Hasta ahí Podemos llegar
De todos los consejos perversos que dio Wilde, ninguno más sabio que ese que prescribe cuidado con lo que deseamos, porque podría cumplirse. De tanto desear el ‘sorpasso’, a Pablo Iglesias quizá se le conceda en junio entre fúnebres tañidos. Pero el castigo podría ser más cruel todavía: podría tener que gobernar. Duro golpe para el futuro de su formación, porque el populismo no está pensado para tomar decisiones y pactar medidas en mundo complejo, es decir, para ejercitar la razón adulta, sino para flotar en la inocente espuma de los botellines y colocar a los colegas en el primer cielo presupuestario que consigas asaltar.

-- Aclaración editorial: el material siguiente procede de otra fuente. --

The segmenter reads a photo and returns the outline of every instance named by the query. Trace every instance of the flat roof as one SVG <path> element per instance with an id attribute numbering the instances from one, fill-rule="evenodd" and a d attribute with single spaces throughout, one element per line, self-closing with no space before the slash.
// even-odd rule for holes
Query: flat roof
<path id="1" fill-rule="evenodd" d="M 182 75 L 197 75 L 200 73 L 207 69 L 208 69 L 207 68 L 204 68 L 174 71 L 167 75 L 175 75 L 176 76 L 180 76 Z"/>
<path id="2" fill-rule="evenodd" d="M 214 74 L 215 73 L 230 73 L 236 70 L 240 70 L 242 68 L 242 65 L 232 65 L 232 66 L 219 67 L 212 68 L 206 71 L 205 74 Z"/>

El populismo, como el independentismo, es un movimiento que crece a condición de que no llegue a ningún sitio, sino que marche siempre en las filas prietas de la ilusión. Lo malo es que al final de la escapada aguarda un cierrabares de la troika, un señor de gris sobre fondo rojo que se presenta a cobrar la factura del festival. A Tsipras se le presentó en verano y desde entonces no ha parado de derechizarse, que para ese viaje, claman ahora los griegos en las encuestas, nos quedábamos con Samaras y nos ahorrábamos un año de espeleología por los subsuelos de la ruina. Dentro de España a nadie se le da ese papel como a Montoro, razón de que el independentismo catalán esté reculando como la celebrada figurita de los belenes locales. A dos llamadas de Standard & Poor’s está Junqueras de bajarse al Rocío en la carreta de Bertín.
Por eso entendemos muy bien la mazurca interpretada por el bueno de Kichi, que se ha emocionado encima y seguramente también a Spielberg, empapando la silla consistorial de cursilería. Desahoga el roussoniano alcalde su frustración contra los que «no miran a los ojos y solo saben cifrar» y podemos entenderle, porque uno no se mete en política para cuadrar cuentas sino para construir pueblos, como mínimo. Pero ocurre que andan por ahí sueltos unos cabrones empeñados en no dejarnos soñar con el dinero de todos.
Atisbamos aquí el doloroso fin de la épica del derrotado que tanta rentabilidad moral ha dado a la vieja izquierda. Hasta ahora un comunista podía echárselas de víctima del Sistema, de perdedor insobornable, de estilita ético erguido en mitad de una escombrera de ideales barridos por la historia. Pero ¿qué pasa si se gana? Ah, amigo. Cuando la virginidad ideológica pase la prueba del pañuelo del poder, que como todo el mundo sabe es un putiferio, a ver cómo seguimos defendiendo la pureza. «Se vive muy cómodo siendo fiel a tus principios sabiendo que vas a ser minoritario«, protestaba Iglesias por la época en que tildaba a IU de pitufo gruñón. Ahora él aplica las consejas de papá pitufo, es decir, de Julio Anguita. A mi juicio está coqueteando demasiado con la victoria. Mira que si al final de la broma hay que acabar gobernando y marcándose un Tsipras. Qué desastre. Su sigla será al final más aborrecida por los pobres, que son los que pagan los experimentos sin gaseosa, que por los ricos, quienes disfrutarán del incendio como nerones.
Cabe una esperanza para Podemos. Su líder acredita solvencia en la venta de humo: primero nombró ministros de un gobierno ficticio, después renunció generosamente a un cargo que no tenía y por último otorga a IU escaños que aún no ha ganado. Quizá todo esto no sea más que otro gigantesco ‘macguffin’, una práctica universitaria que se ha ido de madre para que le convalidaran esa plaza fija de profesor de Políticas que tanto se resistía.